America’s Most Popular “Legume”
DEFINITION: The peanut is a variety in the legume or “bean” family. It is an “herbaceous plant” growing 0.98 to 1.6 ft tall annually. After its pollination, the “fruit develops” into a “legume 1.2 to 2.8 in long,” which will contain 1 to 4 seeds. In turn, the seeds force their way underground to mature.
HISTORY: Peanuts are “indigenous” to the tropics of the Americas and were mashed up to become a “pasty substance” by the Aztec Native Americans thousands of years ago. In those ancient times of the Aztecs, early versions of “peanut butter” were nothing but “pure roasted peanut paste.” It had a somewhat more “bitter taste,” and was considerably harder to work with and spread than the standard “Peanut butters” that we use today.
BACKGROUND: In the late 1800s the peanut was frequently referred to as a “goober.” It was used to “nourish domestic animals,” and was thought not fit to be consumed by humans. George Washington Carver thought it had great “potential for human consumption,” and realized its “nitrogen fixing qualities” would make it a good crop to alternate with cotton. Carver worked feverishly day in and day out and revealed over 300 uses for the peanut, on the vine and on the skin of the plant. He proved that candies, milk, cookies, coffee, butter, oil, paper, and that over 30 dyes could be made from the “pent” crop.
To assist in its “spread-ability,” vegetable oil was later added to most brands; but with new modern processing machines being invented, the peanut butter was already noticeably smoother than it had been in the past. It was at this time that ingredients like “sugar and molasses” were added to the recipes to make it more pleasing to the palette and more of an indulgence.

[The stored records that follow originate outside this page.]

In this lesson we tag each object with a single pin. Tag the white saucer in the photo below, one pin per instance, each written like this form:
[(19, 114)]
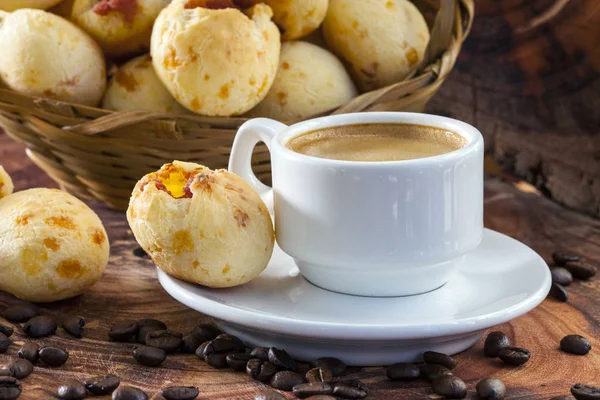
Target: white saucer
[(499, 281)]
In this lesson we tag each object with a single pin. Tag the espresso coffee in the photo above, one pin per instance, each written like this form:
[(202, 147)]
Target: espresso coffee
[(377, 142)]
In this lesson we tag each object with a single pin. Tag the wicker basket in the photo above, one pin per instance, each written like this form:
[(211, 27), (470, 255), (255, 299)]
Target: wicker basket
[(95, 153)]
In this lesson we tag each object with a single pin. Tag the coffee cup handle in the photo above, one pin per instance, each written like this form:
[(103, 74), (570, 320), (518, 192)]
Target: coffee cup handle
[(240, 161)]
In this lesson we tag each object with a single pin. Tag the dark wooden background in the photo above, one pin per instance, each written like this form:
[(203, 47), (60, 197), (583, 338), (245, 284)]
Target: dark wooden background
[(529, 80)]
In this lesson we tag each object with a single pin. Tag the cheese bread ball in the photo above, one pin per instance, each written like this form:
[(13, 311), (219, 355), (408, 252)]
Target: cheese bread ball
[(310, 80), (6, 185), (216, 62), (135, 86), (383, 41), (121, 27), (296, 18), (45, 55), (12, 5), (52, 246), (202, 226)]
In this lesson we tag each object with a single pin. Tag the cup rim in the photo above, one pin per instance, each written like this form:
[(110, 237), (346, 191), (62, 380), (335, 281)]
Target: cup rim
[(469, 132)]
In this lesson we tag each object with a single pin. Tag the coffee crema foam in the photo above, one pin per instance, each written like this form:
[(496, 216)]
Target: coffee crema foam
[(377, 142)]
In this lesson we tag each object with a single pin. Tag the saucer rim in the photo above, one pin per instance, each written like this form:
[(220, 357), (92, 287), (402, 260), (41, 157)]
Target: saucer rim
[(182, 292)]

WHY PB? Peanut butter in modern times is a “food paste” made largely from ground-up, dry roasted peanuts. It is primarily used as a sandwich spread, often times with our favorite jam or jellies. The way we know of peanut butter in this day and age, comes from a U.S. Patent 306,727, which was issued in the year 1884 to Marcellus Gilmore Edson of Montreal, Quebec, Canada. His patent is based on the preparation of a “peanut paste” as and as an introduction to the production of peanut candies. His patented process consisted of “milling roasted peanuts between heated surfaces” until the peanuts entered “a fluid or semi-fluid state.” When the peanut product cooled, it set into “a consistency like that of butter, lard, or ointment,” Edson explained.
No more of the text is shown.